- Sabrina Philipp split from her husband after nearly three years of marriage.
- She celebrated her divorce by hosting a $30,000 "divorce party" for 18 family and friends.
- In a mock freedom ceremony, Philipp used a slingshot to fire her wedding ring into the ocean.
This as-told-to essay is based on a conversation with Sabrina Philipp. It has been edited for length and clarity.
I hadn't expected it to be so emotional, but the high point of my divorce party was taking a slingshot and launching my wedding ring into the ocean.
A friend played "Goodbye Girl" by The Chicks as the band hit the water. It was out with the old, in with the new. My life was over as a married woman. The next adventure had begun.
My guests — including my parents — clapped and cheered. I had never felt so relieved and happy. It might have cost $30,000, but my divorce party was worth every cent.
I met my ex-husband in Bali in June 2017, when I was a 23-year-old graduate from the University of Florida. He was an Australian who was about to turn 29 and traveling simultaneously.
He was my first serious boyfriend — certainly the only one I'd lived with. We had a great time exploring Bali and then Europe. A couple of years later, we moved to Scotland.
My ex and I were the only people at our wedding
The relationship had its ups and downs. We shared many interests, such as food, travel, and animals — but spent a lot of time apart, particularly when he flew to Australia to visit his child from his first marriage.
Still, I quickly said "yes" when he proposed in January 2020. We began to plan a destination wedding in Bali in July 2021. However, the pandemic shut everything down, and we had no idea when it would end.
An immigration attorney suggested that we move the wedding forward. We ended up getting married in Denmark in August 2020. Restrictions were still in place, and we had to take COVID tests before and after the trip. Only the two of us were there, but my family watched the ceremony via Zoom.
I cried when I said my vows. Everyone thought it was because I was so happy. The truth is, I was thinking, "Oh, my God, I just got married, and my mom and my dad aren't here." But, in my young mind, I thought it was the right decision.
We settled in Edinburgh, where I ran my business coaching company. We got two dogs — Bonnie and Clyde — and considered starting a family. But there were issues behind the scenes, such as him declaring his love and ghosting me. We had couples therapy.
After a while, my ex stopped going to therapy. I went on my own. Things weren't working out. I was growing older and wiser as I approached the age of 30. We argued about money, and there were other fights. We separated in the summer of 2023.
It was extremely traumatic. I felt emotionally lost. Then there was a drama about finances. Luckily, he didn't object to me keeping our pets.
I focused on health and wellness after the split
I'm an influencer and shared the details of our break-up on Instagram. It struck a chord, especially with women. They commented on my posts, messaged me, and asked for advice. I realized I had a platform to talk about the reality of divorce and how to survive it.
Meanwhile, I became focused on health and wellness. I wanted to feel good and look good — purely for myself. I got Botox and plastic surgery, including rhinoplasty and blepharoplasty, in New York City.
My friends and I jokingly coined the phrase "Hottest Ex-Wife Ever." It was one of the reasons I decided to celebrate my new look and new-found freedom with the divorce party.
I wanted to challenge the negativity around divorce. Many people see it as a failure. If your marriage ended, that doesn't mean it failed, or you should regret it.
We live our lives in chapters. It's OK if one chapter is marriage and the next is being single again.

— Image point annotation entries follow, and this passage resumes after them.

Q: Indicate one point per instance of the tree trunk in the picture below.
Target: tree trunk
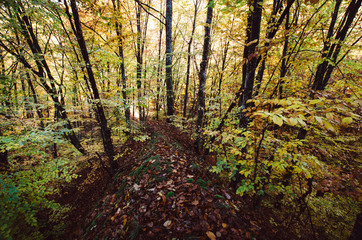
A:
(331, 51)
(159, 80)
(43, 71)
(118, 26)
(189, 57)
(202, 72)
(251, 58)
(101, 118)
(169, 83)
(357, 228)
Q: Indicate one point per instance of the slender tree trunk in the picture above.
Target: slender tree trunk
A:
(273, 26)
(249, 67)
(196, 4)
(284, 67)
(159, 80)
(102, 120)
(202, 72)
(139, 56)
(169, 82)
(43, 71)
(331, 50)
(118, 26)
(35, 100)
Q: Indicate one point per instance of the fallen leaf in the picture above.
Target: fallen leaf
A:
(211, 235)
(167, 224)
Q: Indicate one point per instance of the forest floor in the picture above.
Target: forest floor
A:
(163, 190)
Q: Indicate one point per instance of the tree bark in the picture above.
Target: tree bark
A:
(101, 118)
(43, 71)
(202, 72)
(189, 57)
(330, 51)
(169, 83)
(250, 56)
(118, 26)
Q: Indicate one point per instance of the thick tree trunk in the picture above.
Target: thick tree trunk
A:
(169, 82)
(202, 72)
(118, 26)
(102, 120)
(331, 51)
(251, 58)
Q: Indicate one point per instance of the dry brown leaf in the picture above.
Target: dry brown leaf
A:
(167, 224)
(211, 235)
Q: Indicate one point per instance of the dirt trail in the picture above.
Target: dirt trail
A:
(167, 193)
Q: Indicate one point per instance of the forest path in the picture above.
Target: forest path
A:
(164, 191)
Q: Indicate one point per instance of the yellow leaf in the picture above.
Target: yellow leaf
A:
(278, 120)
(211, 235)
(302, 122)
(315, 101)
(330, 116)
(329, 126)
(292, 121)
(347, 120)
(319, 120)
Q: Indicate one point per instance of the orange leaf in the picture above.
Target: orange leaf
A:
(211, 235)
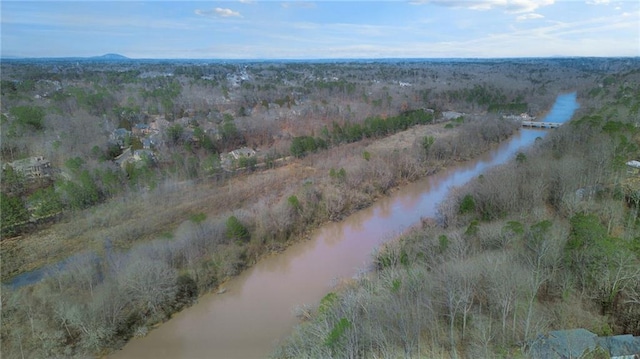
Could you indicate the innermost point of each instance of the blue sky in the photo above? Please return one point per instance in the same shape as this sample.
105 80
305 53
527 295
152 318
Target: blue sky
254 29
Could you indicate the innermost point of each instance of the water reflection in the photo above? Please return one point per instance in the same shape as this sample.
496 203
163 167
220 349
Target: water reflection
257 310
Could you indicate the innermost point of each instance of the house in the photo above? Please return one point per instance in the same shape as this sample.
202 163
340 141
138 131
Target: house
120 136
633 167
229 159
451 115
141 129
143 155
242 152
32 167
575 343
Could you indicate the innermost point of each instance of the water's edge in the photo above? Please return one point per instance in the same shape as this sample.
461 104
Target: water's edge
257 310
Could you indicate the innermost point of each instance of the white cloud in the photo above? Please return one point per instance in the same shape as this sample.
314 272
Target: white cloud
510 6
299 4
218 12
529 16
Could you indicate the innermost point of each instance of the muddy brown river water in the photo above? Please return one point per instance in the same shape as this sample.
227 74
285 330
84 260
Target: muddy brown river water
257 310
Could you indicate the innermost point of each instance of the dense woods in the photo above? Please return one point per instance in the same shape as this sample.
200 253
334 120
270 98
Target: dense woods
142 205
548 241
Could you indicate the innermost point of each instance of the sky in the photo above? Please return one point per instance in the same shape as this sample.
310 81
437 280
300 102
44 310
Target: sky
268 29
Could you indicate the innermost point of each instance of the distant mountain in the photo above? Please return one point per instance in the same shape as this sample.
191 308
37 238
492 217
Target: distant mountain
109 57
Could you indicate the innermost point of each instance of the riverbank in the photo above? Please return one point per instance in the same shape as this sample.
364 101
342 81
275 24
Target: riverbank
256 309
125 294
524 252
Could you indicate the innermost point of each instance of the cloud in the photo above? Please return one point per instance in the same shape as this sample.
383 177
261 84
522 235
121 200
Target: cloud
218 12
529 16
510 6
299 4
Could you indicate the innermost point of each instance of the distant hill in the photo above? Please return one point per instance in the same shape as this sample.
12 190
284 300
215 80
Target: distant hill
110 57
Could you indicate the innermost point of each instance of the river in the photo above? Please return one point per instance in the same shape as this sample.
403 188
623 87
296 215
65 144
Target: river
257 310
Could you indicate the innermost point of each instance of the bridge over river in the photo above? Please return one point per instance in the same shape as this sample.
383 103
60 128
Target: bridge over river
540 124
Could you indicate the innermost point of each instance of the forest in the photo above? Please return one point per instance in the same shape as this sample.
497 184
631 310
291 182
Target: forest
549 241
253 155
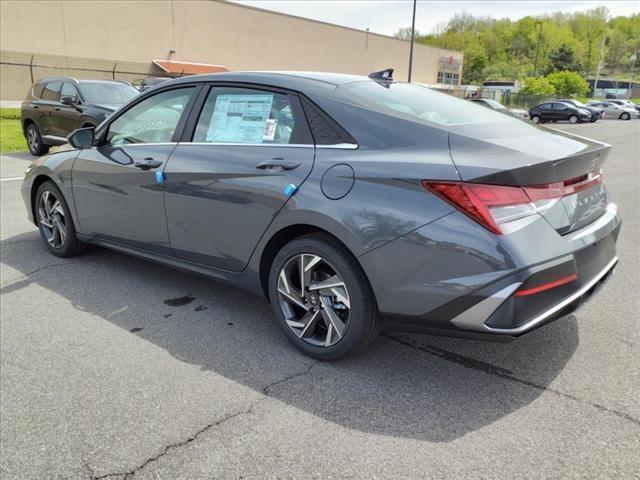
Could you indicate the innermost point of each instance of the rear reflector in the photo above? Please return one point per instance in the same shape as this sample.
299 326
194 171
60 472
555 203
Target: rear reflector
546 286
491 205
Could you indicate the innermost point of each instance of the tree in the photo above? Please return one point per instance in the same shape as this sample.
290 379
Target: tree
562 59
568 84
404 33
538 86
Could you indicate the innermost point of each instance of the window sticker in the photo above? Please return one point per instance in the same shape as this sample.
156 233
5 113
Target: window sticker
240 118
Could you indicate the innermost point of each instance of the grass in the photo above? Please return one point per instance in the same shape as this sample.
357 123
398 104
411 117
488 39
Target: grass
11 138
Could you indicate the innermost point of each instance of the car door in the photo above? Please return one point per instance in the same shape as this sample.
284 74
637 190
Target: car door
66 118
249 151
49 100
117 185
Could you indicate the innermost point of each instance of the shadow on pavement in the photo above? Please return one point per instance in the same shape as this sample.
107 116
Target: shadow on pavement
429 388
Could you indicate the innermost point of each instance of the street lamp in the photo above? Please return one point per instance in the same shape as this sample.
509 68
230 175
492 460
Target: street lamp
413 34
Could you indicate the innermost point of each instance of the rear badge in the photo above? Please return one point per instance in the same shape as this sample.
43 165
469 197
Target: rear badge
290 189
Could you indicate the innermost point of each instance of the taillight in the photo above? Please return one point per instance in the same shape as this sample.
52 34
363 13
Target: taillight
493 205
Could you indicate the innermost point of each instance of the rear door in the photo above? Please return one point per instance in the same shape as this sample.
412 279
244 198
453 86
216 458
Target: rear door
249 150
66 118
49 100
117 185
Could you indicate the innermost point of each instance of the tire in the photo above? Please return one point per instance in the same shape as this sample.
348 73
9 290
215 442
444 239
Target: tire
55 222
34 141
308 320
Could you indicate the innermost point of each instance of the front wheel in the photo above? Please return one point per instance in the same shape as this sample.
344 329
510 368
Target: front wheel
322 299
34 141
55 222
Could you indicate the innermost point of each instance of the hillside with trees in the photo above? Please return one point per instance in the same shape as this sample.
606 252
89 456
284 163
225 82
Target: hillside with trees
534 46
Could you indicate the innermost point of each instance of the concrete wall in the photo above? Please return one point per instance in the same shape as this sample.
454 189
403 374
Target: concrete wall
207 31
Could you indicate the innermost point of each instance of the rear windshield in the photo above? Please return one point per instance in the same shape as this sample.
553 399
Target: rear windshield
110 93
419 104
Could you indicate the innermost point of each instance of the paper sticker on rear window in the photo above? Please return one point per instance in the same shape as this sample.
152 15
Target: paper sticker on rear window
240 118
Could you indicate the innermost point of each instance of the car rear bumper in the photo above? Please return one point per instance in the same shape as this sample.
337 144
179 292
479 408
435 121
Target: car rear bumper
452 289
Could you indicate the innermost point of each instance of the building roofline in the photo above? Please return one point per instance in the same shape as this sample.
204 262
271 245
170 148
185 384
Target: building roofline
321 22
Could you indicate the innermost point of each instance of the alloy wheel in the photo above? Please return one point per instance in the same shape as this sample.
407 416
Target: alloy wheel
51 219
314 300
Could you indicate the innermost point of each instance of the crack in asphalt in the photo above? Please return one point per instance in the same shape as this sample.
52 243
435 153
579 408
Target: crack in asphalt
266 392
490 369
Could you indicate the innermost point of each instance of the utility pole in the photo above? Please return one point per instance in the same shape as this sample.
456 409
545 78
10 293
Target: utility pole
413 34
535 64
595 83
633 59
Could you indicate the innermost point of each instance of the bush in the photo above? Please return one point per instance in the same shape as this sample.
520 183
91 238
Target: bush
568 84
537 86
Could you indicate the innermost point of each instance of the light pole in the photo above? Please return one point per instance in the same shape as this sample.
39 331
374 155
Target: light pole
633 59
535 63
413 34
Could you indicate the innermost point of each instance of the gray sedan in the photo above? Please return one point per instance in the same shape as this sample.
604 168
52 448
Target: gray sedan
349 202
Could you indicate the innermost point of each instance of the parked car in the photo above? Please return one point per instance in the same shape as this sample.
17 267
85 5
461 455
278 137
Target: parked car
558 111
497 106
614 110
143 84
626 103
596 113
55 107
346 200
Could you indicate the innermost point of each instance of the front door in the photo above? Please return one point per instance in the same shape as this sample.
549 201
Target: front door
117 186
250 150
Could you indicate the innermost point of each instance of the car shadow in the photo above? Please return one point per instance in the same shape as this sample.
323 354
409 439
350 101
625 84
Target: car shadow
431 388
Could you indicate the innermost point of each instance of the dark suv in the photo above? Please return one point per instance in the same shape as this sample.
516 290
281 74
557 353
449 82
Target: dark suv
55 107
558 111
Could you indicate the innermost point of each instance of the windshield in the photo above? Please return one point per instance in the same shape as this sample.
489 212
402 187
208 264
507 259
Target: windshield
112 93
419 104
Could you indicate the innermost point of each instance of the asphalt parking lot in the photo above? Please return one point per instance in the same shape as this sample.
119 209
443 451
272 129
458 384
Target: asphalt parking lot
112 367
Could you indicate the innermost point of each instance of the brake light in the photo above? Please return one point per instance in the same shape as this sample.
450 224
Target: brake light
492 205
546 286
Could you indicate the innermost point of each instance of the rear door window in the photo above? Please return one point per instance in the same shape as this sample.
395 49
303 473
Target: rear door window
51 91
234 115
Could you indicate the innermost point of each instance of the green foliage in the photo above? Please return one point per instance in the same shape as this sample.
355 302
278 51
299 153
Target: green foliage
568 84
562 59
566 42
537 86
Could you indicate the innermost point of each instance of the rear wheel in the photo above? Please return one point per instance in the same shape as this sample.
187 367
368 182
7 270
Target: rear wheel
34 141
321 298
55 222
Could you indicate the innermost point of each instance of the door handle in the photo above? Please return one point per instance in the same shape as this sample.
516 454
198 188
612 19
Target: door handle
147 164
278 163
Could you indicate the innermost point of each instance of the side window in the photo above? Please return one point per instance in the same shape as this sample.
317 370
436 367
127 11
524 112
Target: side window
243 115
154 120
51 91
37 90
68 90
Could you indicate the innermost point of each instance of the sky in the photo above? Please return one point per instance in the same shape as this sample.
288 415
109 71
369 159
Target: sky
386 16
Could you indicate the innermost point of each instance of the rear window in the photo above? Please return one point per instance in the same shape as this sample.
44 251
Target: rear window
419 104
51 91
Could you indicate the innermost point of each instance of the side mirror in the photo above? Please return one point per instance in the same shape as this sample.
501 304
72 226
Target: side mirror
67 100
82 138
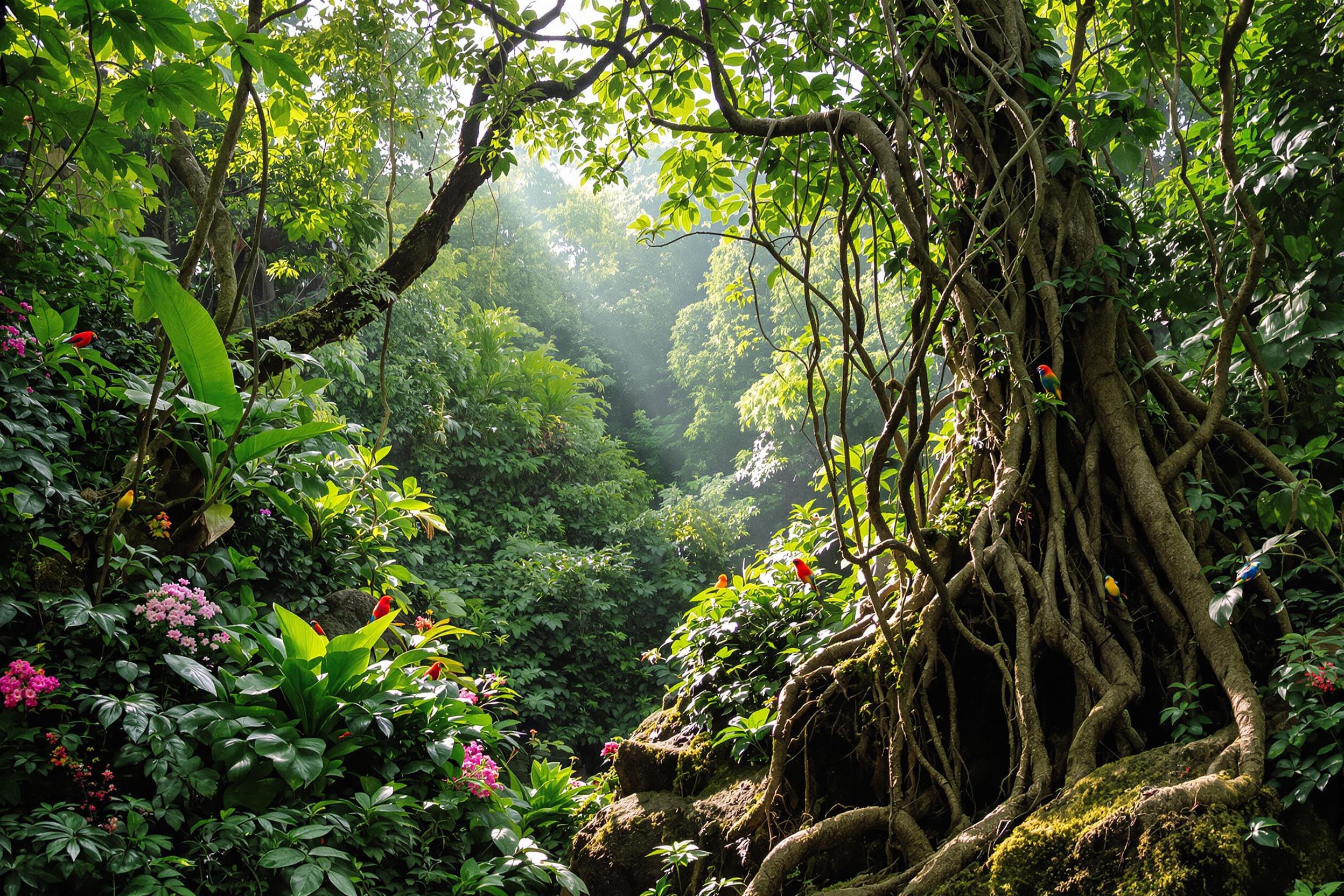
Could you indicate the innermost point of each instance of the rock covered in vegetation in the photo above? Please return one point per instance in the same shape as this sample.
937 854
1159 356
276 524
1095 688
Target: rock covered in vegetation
347 610
612 852
1088 841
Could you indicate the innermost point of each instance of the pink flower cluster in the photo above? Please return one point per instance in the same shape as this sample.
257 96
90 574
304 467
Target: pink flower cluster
175 610
25 684
479 772
11 340
1321 680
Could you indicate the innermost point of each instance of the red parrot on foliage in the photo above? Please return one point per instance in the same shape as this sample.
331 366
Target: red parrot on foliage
804 574
1050 381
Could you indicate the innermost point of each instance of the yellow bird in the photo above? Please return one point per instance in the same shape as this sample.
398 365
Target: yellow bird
1113 590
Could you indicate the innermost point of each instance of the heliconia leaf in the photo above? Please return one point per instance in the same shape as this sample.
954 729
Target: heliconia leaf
198 346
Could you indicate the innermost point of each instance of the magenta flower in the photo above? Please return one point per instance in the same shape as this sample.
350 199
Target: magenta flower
25 684
178 612
479 772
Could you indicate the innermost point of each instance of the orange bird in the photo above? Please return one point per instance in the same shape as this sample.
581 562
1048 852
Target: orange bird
806 574
1050 382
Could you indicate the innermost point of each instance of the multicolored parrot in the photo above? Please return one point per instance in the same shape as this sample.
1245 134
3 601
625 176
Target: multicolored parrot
806 574
1050 382
1113 591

The party happened in April in my home city of Miami, just before my 30th birthday. Eighteen people flew in from Canada, California, Texas, North Carolina, and all over Florida. It meant the world that Mom and Dad were there. They hadn't attended my wedding, so it was fitting that they came to my divorce celebration.
I felt the opposite of ugly, rejected or unwanted
I micromanaged the guests' outfits — everyone had to wear black because it was a funeral for my marriage.
We started with a sexy lingerie shoot in my hotel suite with my girlfriends. I posed in lacy underwear with my divorce cake in the shape of a black heart. It was great because, when you go through a divorce, you can feel so ugly, rejected, or unwanted. I felt the opposite.
Then, we had a four-course dinner at a waterside restaurant in Miami Beach. We ate caviar and seafood and drank bottles of Dom Perignon. The ambiance was perfect. I couldn't have wished for better company or a better time.
As for my wedding ring — a platinum piece from Cartier that I'd bought for myself in Copenhagen for $1,000— we had a mock ceremony when I pitched it into the sea.
A jeweler told me I could have melted it down and gotten around $70 for the weight of the metal. "That's not very fun," I thought. "Do I want $70, or do I want photos and videos of me slingshotting my wedding band into the ocean?" The symbolism was everything. I took the slingshot.